Friday, March 1, 2013

March 1, 1863



March 1, 1863

 
---Confederate War Department clerk John Beauchamp Jones writes in his diary about the increasing hardships in Richmond, vis a vis the cost of lodging and of food:

March 1st.—To-morrow we remove to new quarters. The lady’s husband, owning cottage, and who was confined for seven months among lunatics, has returned, and there is not room for two families. Besides, Mrs. G. thinks she can do better taking boarders, than by letting the house. What a mistake! Beef sold yesterday for $1.25 per pound; turkeys, $15. Corn-meal $6 per bushel, and all other articles at the same rates. No salaries can board families now; and soon the expense of boarding will exceed the incomes of unmarried men. Owners and tenants, unless engaged in lucrative business, must soon vacate their houses and leave the city.

But we have found a house occupied by three widows in Clay Street. They have no children. They mean to board soon among their relatives or friends, and then we get the house; in the mean time, they have fitted up two rooms for us. We should have gone yesterday, but the weather was too bad. The terms will not exceed the rent we are now paying, and the house is larger.

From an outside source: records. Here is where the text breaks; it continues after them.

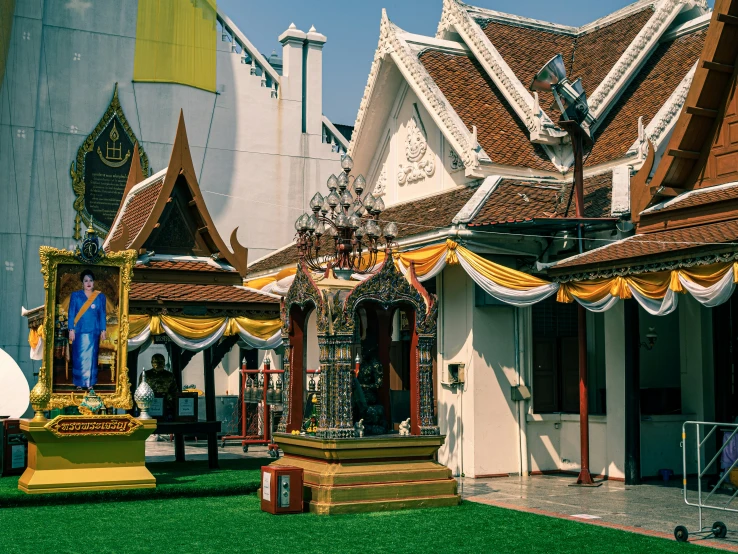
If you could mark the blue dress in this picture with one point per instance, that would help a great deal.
(87, 337)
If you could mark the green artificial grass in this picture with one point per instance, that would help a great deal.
(235, 523)
(173, 480)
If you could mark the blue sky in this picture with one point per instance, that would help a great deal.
(352, 28)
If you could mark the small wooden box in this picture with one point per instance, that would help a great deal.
(281, 489)
(14, 454)
(185, 407)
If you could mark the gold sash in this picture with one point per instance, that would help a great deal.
(86, 306)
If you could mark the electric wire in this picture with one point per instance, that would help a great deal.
(486, 232)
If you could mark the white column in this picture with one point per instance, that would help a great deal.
(314, 82)
(292, 40)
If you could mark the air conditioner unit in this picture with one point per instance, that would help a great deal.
(456, 373)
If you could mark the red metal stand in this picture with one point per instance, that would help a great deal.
(250, 430)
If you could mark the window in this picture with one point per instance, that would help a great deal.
(555, 357)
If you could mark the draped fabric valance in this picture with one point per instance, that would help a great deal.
(656, 292)
(198, 333)
(190, 333)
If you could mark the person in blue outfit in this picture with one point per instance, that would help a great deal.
(86, 325)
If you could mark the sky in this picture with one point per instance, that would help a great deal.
(352, 28)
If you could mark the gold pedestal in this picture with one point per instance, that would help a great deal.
(369, 474)
(86, 462)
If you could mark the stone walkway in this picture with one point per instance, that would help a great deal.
(651, 509)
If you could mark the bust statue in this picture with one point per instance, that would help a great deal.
(161, 380)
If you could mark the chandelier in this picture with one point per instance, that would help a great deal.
(343, 232)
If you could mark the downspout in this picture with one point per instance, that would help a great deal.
(522, 412)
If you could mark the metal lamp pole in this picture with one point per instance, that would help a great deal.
(579, 142)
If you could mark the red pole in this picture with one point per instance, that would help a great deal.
(578, 138)
(584, 476)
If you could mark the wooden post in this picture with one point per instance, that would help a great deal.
(632, 395)
(584, 476)
(210, 406)
(175, 359)
(579, 141)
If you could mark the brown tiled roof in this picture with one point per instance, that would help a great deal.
(699, 198)
(138, 210)
(516, 201)
(632, 249)
(183, 265)
(197, 293)
(645, 95)
(412, 218)
(477, 101)
(590, 55)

I espied several fruit trees in the back yard, and a space beyond, large enough for a smart vegetable garden. How delighted I shall be to cultivate it myself! Always I have visions of peas, beans, radishes, potatoes, corn, and tomatoes of my own raising! God bless the widows sent for our relief in this dire necessity!

1 comment:

  1. Wow, at least some of the prices are still the same, must have been expensive for them back at in the day, and to think that lucrative business never ends, no matter the period.

    It is always good to be able to grow one's own fruit and vegetables. Makes life a bit more sustainable.